Il y a de cela quelques jours à peine, nous discutions avec quelques camarades boomers des souvenirs encore vivaces de nos premières rencontres respectives avec l’œuvre de The Smiths. Des multiples impressions saisissantes ressenties à cette époque lointaine, domine encore, pour ce qui me concerne, le choc provoqué par une prise de parole totalement singulière, où la contemplation attentive des émois les plus intimes finit par ouvrir sur l’étendue d’un monde. Et puis cette instabilité constante, cette absence de point d’appui musical évident ou explicitement référencé qui prolonge la sensation étrange d’écouter simultanément plusieurs stations de radio. Les passions adolescentes se sont estompées depuis bien longtemps : Market n’aura évidemment jamais l’importance vitale de Morrissey et de ses compagnons. Mais on retrouve, en tous cas, quelques réminiscences de cet égotisme inspiré, parfois un peu bavard, et de ces incertitudes formelles dans ce disque. Et c’est déjà suffisant.
On ignorait à peu près tout des premiers enregistrements hétéroclites précédemment publiés par Market – deux albums et une compilation de démo. Nate Mendelsohn n’était jusqu’à présent qu’un nom parfois croisé au détour d’un livret. Celui d’un contributeur occasionnel aux œuvres de Frankie Cosmos, Sam Evian ou Katie Von Schleicher, d’un ingénieur travaillant, depuis le milieu des années 2010, pour le compte des studios Figure 8 de Brooklyn – et on se dit, au passage, qu’il n’y a sans doute pas de hasard si l’on entend résonner ici quelques échos des mélodies infiniment mélancoliques d’Elliott Smith. Pour la première fois, il s’est décidé à rassembler quelques-uns de ses collaborateurs de longue date dans une maison de campagne du Massachusetts pour conférer davantage de chaire collective à ses compositions très personnelles. De ces séances d’enregistrement de groupe, est donc né un album à la fois bancal et abouti. L’équilibre demeure toujours fragile entre les moments d’accalmie où dominent mélodies et harmonies vocales – Bag Of Jeans, Watergate – et les digressions presque dissonantes – I Would Do That.
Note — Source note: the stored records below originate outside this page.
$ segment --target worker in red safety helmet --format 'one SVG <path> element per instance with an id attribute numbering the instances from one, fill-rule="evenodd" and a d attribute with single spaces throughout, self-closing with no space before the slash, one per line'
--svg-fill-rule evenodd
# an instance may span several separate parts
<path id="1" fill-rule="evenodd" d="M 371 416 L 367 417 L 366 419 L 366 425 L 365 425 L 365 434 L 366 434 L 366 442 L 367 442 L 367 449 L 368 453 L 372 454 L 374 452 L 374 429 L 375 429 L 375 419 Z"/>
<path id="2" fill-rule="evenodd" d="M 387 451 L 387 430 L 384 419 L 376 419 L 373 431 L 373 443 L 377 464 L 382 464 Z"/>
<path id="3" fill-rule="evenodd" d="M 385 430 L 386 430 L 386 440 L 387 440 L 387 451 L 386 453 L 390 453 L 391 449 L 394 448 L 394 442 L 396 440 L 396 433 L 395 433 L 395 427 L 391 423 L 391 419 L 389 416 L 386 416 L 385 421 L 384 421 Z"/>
Ce balancement incertain accompagne en permanence l’expression ambivalente des sentiments contrastés et la cacophonie des émotions. Les flots de paroles se succèdent, s’entrechoquent. Ils restituent sur le vif, dans l’instant précieux du surgissement, les états de conscience et les interrogations réflexives et souvent percutantes de Mendelsohn. Les considérations existentielles les plus crues sur l’âge ou les relations amoureuses s’entremêlent avec les questionnements plus explicitement dirigés sur le processus de création lui-même et ce qu’il engage de cohérence. » When am I gonna stop writing song about being an asshole to my friends / And just start never being an asshole to them ? « s’interroge-t-il ainsi sur Looking Back On the Spanish Civil War. Ou encore » I am getting afraid that the album is a bore / How long have I been working on it for ? » sur Old. Au-delà de ce sens incontestable de la punchline nombriliste et de son titre saisissant, The Consistent Brutal Bullshit Gong laisse transparaître, souvent brillamment, l’anxiété et l’urgence. Un exercice thérapeutique et bienfaisant – pas uniquement pour son auteur.